Sunday, April 12, 2009

she with nothing, bares all

i've locked myself in the bathroom. i sit here on the floor somewhere between tears, ready to break, ready to let go. i don't know where to go. i don't trust anyone. i want intimacy but deem everyone and everything inadequate. i am inadequate. i project my shortcomings onto the world. i want the world to go away, but it cannot. i still cannot pacify the urge to end my life. it seems the only way. i am alone. i can't stand being alone. i want them to go away. i can't stand their constant presence. everything aggitates me - all ends the same. i want to rest. i need to rest. i can hear her outside the door - the pages flipping. i can hear the other one through the wall - the television regurgitating. the hostility across the hall lingers in my mind. the outburst so slight but the preceeding build-up required little instigation. i need space, air, but i am still here.
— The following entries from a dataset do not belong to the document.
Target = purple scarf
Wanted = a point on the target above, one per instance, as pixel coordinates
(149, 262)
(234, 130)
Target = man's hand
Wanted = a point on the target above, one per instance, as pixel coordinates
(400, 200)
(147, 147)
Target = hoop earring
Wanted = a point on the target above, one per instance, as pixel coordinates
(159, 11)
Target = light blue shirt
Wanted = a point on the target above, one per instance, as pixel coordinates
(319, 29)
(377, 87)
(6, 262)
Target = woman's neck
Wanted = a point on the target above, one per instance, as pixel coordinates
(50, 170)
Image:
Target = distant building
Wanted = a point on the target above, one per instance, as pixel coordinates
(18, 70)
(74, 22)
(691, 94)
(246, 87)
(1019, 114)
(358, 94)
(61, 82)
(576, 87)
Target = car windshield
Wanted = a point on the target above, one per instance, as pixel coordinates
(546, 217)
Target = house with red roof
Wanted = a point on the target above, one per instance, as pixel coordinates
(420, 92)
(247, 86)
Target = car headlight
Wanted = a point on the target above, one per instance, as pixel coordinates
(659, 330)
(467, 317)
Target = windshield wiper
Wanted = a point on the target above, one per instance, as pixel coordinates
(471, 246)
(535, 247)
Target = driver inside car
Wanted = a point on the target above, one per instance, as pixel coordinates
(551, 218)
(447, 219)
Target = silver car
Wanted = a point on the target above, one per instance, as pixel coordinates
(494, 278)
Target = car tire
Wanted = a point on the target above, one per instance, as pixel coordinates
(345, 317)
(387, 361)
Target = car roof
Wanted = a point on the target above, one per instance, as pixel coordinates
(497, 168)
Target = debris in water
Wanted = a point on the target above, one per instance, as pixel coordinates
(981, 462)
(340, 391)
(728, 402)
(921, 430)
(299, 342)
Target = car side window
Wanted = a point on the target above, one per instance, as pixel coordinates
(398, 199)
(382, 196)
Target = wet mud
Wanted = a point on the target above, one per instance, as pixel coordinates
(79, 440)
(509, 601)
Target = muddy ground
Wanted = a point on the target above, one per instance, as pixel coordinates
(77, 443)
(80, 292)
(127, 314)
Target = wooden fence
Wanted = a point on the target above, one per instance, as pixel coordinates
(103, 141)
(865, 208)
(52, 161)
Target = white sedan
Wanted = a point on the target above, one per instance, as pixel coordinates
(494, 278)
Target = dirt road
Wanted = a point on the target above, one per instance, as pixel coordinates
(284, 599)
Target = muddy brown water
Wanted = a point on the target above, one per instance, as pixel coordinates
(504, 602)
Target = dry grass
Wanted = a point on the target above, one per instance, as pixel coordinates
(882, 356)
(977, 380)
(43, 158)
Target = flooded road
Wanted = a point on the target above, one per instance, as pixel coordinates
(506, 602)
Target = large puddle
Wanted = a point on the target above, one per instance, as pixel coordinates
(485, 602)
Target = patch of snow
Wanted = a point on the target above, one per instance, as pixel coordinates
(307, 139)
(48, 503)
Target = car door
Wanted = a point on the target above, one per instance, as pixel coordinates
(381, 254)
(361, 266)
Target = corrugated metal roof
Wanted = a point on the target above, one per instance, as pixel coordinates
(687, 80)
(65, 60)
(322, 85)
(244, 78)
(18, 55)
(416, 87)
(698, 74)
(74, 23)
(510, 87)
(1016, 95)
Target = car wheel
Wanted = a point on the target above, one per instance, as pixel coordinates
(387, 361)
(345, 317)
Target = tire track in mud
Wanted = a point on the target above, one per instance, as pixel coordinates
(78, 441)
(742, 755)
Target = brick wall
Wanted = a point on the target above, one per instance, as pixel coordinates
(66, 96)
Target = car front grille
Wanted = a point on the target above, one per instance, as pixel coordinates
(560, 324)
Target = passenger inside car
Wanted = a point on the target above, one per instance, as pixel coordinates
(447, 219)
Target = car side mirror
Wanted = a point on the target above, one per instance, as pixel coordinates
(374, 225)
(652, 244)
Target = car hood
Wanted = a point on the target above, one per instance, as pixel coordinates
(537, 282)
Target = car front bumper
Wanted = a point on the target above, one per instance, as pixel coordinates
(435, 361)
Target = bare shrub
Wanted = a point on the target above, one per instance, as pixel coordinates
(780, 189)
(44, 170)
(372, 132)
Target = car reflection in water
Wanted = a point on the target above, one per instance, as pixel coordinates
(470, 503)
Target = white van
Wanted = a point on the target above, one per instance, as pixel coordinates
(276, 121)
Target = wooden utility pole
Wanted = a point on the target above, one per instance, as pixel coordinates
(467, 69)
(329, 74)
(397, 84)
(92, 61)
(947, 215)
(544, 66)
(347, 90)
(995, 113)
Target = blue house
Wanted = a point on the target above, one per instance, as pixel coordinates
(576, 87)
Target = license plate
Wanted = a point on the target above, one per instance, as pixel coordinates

i never call anyone. i never IM anyone. i haven't returned or written an e-mail in months. i lock myself away, embarrassed, only socializing with those who haven't seen through the facade. she called me hypocritical and condescending. i can't satisfy the expectations. i can't help but want to finalize our separation. i can't make myself understood. is it worth the frustration? should i have to justify myself to her? to them? i have enough. i have enough to disappear on. what holds me still here? my creative efforts are frustrated, impotent, not enough to survive upon. i am prepared to give up the crippling securities that bound me to this repetition, but i've yet to decide upon any direction. i will carry on without.

* * *

i don't want to delude myself into thinking he could be my out. am i stalled or am i learning? he is a messenger, not a means. but can i trust him enough, let go enough to be so candid? my clumsy journey, i don't ask enough.

Saturday, April 11, 2009

i have nothing; i am prepared





“I do not fear to be alone or to be spurned for another
or to leave whatever I have to leave. And I am not afraid
to make a mistake, even a great mistake, a lifelong mistake,
and perhaps as long as eternity too.”